ARTICLE 24. If, for compelling reasons, and in particular as a result of legislative action by either of the States concerned, it should become necessary to modify or supplement the arrangements provided for in this Agreement in order to protect the interests of the States concerned as established in those arrangements, such modifications or additions shall be agreed on immediately in a spirit of trust and co-operation.

ARTICLE 25. (1) If a difference of opinion arises between the German and the Austrian side concerning the interpretation or application of this Agreement, the matter shall, at the request of either side, be settled through arbitration by an arbitral tribunal.

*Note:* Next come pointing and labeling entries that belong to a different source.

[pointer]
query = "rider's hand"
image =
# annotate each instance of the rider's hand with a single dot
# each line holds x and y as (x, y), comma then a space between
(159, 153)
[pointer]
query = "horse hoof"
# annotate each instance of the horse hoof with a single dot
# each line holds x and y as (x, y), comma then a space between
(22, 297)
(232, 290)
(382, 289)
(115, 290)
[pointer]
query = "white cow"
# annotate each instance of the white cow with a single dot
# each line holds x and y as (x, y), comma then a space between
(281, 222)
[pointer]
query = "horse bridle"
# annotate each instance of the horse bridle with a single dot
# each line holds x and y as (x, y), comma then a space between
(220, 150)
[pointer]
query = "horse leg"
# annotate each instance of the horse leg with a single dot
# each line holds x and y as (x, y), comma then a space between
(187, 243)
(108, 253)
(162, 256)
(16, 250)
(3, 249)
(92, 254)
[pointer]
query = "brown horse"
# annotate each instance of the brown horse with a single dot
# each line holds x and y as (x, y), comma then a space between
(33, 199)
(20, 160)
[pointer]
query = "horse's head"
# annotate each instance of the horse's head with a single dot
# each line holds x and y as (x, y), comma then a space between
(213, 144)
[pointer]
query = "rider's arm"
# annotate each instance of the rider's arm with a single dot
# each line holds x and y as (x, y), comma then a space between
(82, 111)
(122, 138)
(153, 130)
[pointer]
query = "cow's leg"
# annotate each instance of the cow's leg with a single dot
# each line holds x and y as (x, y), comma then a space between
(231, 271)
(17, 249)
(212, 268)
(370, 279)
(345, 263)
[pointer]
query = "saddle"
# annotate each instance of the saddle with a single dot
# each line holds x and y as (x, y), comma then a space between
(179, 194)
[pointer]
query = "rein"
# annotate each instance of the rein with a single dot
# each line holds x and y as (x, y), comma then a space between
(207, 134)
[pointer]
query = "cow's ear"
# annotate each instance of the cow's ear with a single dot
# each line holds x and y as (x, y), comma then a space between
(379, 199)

(2) The arbitral tribunal shall also, at the request of either side, make arrangements for the continued operation of the undertaking as a whole which take into account the interests of the Contracting Parties and the shareholders , if an agreement on the matter as provided in article 10, paragraph (3), is not reached within a period of six months from the time the Company is dissolved.

(3) The arbitral tribunal shall for each dispute be constituted through the appointment by each side of two qualified persons from among its nationals as arbitrators and the selection by both sides of a national of a friendly third State as umpire. Both sides reserve the right to agree in advance and for a specified period of time on the person to be appointed umpire in a given case.

(4) If the umpire is not selected or the arbitrators appointed within three months after the difference of opinion has been made known, the President of the International Court of justice at The Hague shall, in the absence of other agreed arrangements, be requested to make the necessary appointments.

(5) The umpire shall be the chairman of the arbitrat tribunal. The arbitral tribunal shall reach a decision by majority vote. The decision shall be binding.

(6) In the first dispute, the arbitral tribunal shall meet in the territory of the respondent side, in the second dispute in the territory of the other side, and so on in rotation in the territory of one or the other side, and at a place fixed by the Contracting Party concerned. This Party shall provide the premises and the secretarial and other staff required by the arbitral tribunal for its work.

(7) The German and Austrian sides shall agree in individual cases or on a permanent basis on the form of proceedings to be adopted by the arbitral tribunal. In the absence of such agreement, the arbitral tribunal itself shall determine the form of its proceedings. The proceedings may be in written form if neither of the Contracting Parties objects; in such a case the provisions of the foregoing paragraph need not be applied.

(8) With respect to the summoning and hearing of witnesses and experts, the authorities of each of the Contracting Parties shall, in response to request by the arbitral tribunal to the Government concerned grant the same legal assistance as it would at the request of a domestic civil court.

ARTICLE 26. This Agreement shall not affect the laws in force in the territory of the Contracting Parties.